Sculptures et Collodion

Artwork

La Photographie au Collodion Humide

Inventé et amélioré entre 1849 et 1851, le procédé photographique au collodion humide permet la réalisation de clichés positifs et négatifs selon le fond devant lequel ils sont positionnés.
Le support qu’il soit en verre ou en fer est enduit de collodion (coton en poudre dissous dans l’éther) et sensibilisé dans un bain d’argent pur.
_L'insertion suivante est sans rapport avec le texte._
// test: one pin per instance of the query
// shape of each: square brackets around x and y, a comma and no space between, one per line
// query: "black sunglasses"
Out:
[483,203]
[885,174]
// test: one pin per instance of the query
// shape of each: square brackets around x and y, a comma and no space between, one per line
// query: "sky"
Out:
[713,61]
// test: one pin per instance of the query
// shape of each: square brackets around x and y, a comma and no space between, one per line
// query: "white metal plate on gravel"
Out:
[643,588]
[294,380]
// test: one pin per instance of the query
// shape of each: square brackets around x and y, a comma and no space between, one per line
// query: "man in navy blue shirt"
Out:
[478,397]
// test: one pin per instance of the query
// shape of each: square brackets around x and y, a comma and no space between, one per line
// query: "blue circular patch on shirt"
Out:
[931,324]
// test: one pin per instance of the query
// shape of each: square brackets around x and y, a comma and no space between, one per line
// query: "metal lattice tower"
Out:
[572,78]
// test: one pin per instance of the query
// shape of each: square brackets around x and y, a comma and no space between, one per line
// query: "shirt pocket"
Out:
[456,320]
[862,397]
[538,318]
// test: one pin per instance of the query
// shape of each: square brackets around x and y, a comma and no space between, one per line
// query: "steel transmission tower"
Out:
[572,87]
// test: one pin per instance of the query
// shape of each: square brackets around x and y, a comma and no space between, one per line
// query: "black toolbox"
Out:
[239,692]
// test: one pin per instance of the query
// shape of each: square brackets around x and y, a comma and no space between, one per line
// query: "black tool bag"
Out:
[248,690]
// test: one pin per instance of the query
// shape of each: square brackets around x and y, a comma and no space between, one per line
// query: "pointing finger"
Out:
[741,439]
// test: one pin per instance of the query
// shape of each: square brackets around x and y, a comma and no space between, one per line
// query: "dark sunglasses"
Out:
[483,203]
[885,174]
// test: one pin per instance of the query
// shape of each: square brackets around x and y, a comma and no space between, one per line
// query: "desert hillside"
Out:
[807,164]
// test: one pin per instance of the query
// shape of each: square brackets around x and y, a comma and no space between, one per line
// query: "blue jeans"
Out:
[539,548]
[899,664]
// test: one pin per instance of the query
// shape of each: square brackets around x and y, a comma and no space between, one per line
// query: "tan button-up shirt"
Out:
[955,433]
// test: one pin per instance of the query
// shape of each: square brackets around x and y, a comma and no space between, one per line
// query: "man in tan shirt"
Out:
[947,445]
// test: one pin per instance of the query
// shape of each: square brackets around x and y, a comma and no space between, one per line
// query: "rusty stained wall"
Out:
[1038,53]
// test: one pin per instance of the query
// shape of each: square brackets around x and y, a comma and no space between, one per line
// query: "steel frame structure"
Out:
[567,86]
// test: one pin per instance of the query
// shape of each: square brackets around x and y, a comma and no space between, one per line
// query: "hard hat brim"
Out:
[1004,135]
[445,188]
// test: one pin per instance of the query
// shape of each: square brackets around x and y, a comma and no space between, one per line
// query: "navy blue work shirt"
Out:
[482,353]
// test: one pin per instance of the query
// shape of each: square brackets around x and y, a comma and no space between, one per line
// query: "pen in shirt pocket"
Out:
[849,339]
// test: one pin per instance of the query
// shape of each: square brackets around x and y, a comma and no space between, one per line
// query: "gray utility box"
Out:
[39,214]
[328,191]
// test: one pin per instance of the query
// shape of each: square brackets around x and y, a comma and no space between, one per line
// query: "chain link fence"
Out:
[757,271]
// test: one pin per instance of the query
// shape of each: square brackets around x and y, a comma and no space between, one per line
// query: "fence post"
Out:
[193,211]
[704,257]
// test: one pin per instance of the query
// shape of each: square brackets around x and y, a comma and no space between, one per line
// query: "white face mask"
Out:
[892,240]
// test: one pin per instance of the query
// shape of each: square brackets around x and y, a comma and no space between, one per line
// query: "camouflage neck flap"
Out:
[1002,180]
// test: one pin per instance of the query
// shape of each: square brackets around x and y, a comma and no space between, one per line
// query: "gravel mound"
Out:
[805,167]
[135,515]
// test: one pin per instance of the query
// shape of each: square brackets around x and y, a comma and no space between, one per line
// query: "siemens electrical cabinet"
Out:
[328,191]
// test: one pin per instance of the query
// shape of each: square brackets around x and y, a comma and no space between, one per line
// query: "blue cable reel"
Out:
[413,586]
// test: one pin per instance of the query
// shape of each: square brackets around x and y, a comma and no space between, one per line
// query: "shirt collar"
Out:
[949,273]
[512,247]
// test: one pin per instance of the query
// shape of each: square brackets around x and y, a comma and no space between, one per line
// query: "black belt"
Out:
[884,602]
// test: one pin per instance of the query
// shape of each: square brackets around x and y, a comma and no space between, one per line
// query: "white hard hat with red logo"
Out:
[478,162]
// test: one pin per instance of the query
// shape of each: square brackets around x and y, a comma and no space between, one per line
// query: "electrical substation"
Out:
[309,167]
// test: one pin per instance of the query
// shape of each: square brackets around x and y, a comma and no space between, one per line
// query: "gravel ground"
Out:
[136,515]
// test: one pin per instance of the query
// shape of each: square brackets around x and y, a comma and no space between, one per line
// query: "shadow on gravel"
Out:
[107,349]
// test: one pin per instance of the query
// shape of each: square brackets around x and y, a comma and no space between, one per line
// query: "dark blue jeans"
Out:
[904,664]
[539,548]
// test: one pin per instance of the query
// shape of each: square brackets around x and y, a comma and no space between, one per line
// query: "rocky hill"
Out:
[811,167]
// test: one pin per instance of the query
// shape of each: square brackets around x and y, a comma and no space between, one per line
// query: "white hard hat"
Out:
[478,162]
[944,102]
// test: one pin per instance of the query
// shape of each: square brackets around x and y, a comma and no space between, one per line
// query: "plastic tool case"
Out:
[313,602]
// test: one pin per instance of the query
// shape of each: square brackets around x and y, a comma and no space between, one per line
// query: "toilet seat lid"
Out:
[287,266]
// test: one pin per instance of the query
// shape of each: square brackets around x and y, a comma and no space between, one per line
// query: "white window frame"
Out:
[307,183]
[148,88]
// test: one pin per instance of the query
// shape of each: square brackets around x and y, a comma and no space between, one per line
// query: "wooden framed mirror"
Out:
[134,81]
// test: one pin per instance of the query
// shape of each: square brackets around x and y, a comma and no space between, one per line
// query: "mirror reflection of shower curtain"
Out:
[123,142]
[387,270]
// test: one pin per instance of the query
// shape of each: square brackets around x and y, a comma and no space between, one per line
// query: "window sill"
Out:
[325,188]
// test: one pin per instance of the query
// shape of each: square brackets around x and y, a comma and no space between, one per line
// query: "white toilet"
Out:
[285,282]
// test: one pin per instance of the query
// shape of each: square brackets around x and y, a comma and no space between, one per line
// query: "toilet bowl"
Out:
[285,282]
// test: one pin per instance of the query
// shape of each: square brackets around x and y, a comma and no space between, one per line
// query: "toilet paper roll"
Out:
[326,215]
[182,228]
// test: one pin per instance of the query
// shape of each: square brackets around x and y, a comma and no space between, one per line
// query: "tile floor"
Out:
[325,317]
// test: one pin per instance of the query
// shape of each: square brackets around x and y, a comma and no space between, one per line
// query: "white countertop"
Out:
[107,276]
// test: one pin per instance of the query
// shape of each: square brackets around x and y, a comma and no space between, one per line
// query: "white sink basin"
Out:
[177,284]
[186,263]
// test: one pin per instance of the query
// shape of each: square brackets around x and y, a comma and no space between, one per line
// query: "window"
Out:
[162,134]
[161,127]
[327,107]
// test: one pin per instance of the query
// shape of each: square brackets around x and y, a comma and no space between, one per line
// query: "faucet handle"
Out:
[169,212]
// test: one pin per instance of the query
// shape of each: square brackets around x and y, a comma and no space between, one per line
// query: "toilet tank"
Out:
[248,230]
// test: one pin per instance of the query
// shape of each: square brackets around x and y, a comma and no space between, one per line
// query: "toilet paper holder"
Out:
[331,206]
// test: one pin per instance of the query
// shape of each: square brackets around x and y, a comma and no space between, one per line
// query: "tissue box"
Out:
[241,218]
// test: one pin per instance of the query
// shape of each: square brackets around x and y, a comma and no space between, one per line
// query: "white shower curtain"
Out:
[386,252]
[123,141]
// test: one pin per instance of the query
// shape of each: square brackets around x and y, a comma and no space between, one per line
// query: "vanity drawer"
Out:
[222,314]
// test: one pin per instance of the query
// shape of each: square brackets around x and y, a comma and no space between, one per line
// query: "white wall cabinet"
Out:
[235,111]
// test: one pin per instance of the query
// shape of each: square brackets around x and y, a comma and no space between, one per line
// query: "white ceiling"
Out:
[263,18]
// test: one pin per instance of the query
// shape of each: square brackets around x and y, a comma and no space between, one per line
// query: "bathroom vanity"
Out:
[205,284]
La plaque peut ensuite être mise en châssis et exposée à l’aide d’une chambre photographique.
L’ensemble du processus doit être réalisé tant que la plaque est humide, ce qui laisse au photographe entre cinq et dix minutes pour prendre la photographie et la traiter en laboratoire.
Une fois révélée, la plaque de verre, ambrotype (du grec ambrotos «impérissable»), est séchée puis montée contre un fond noir. L’argent massif s’est cristallisé à sa surface et offre une stabilité de l’image à l’épreuve du temps.
En quelque sorte ancêtre du polaroid, ce procédé souvent imparfait et limité véhicule une émotion unique en produisant un véritable objet photographique.
Oeuvre d’art en soi, le cliché unique au collodion se regarde à rebours des images industrielles issues de capteurs électroniques et interroge en creux notre rapport à l’image.
Chacune des photographies de ce catalogue a été réalisée au collodion humide sur plaque de verre, puis encadrée à l’aide d’objets photographiques antiques et séculaires comme des châssis, cadres, réducteurs ou encore éléments de chambre.

Florent Pinsault

Artwork

Le procédé du collodion humide est contemporain des œuvres présentées dans ce catalogue et fut régulièrement employé pour la reproduction des œuvres d’art à la fin du XIXe siècle.
Si imparfaite qu’elle puisse paraître, cette technique à la poésie étrange nous ap- prend à regarder autrement. Prenant le contrepied de l’illusion contemporaine qui voudrait croire que l’œuvre se livre entièrement par sa reproduction photographique, elle invite au contraire à la rencontre directe avec l’objet, qu’elle ne fait que suggérer.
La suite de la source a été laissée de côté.